- Born: 24 November 1917 Marrakesh, French Morocco
- Died: 20 April 2001 (aged 83) Neuilly-sur-Seine
- Known for: value added tax

= Maurice Lauré =

French civil servant, inventor of the value-added tax

Maurice Lauré (24 November 1917 - 20 April 2001) was a French civil servant. He is primarily known for creating the taxe sur la valeur ajoutée (TVA in French, otherwise known as value added tax (VAT) in English).

Originally an engineer of the École Polytechnique with the French postal and telephone service (PTT), he joined the French tax inspectorate after World War II. In 1952, he became deputy director of the new tax authority, the Direction générale des impôts, which he had helped to create.

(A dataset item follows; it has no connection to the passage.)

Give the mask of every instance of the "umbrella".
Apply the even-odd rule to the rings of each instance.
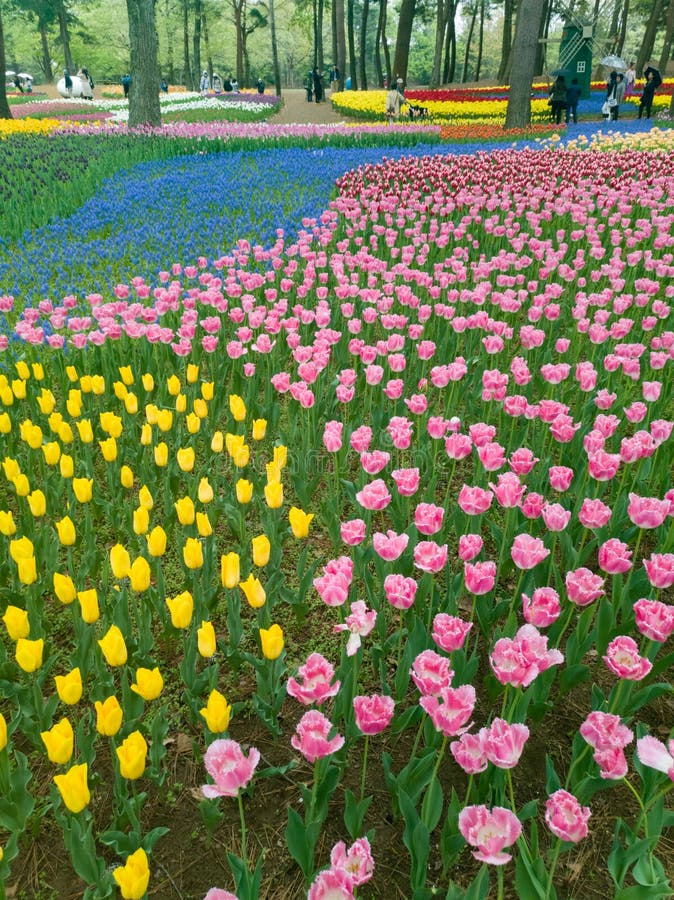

In 1954, he invented an indirect tax on consumption which became the TVA. His idea was quickly adopted because it forced taxpayers at all levels in the production process to administer and account for the tax themselves, rather than putting the burden only on retailers or requiring assessment by the tax authorities.

He later joined the board of several private sector companies, including Société Générale (the bank) and Nouvelles Galeries (a retailer).

His name is associated to the :fr:Taxe Lauré which is a tax on import goods from countries having an unfair advantage about salaries and working conditions.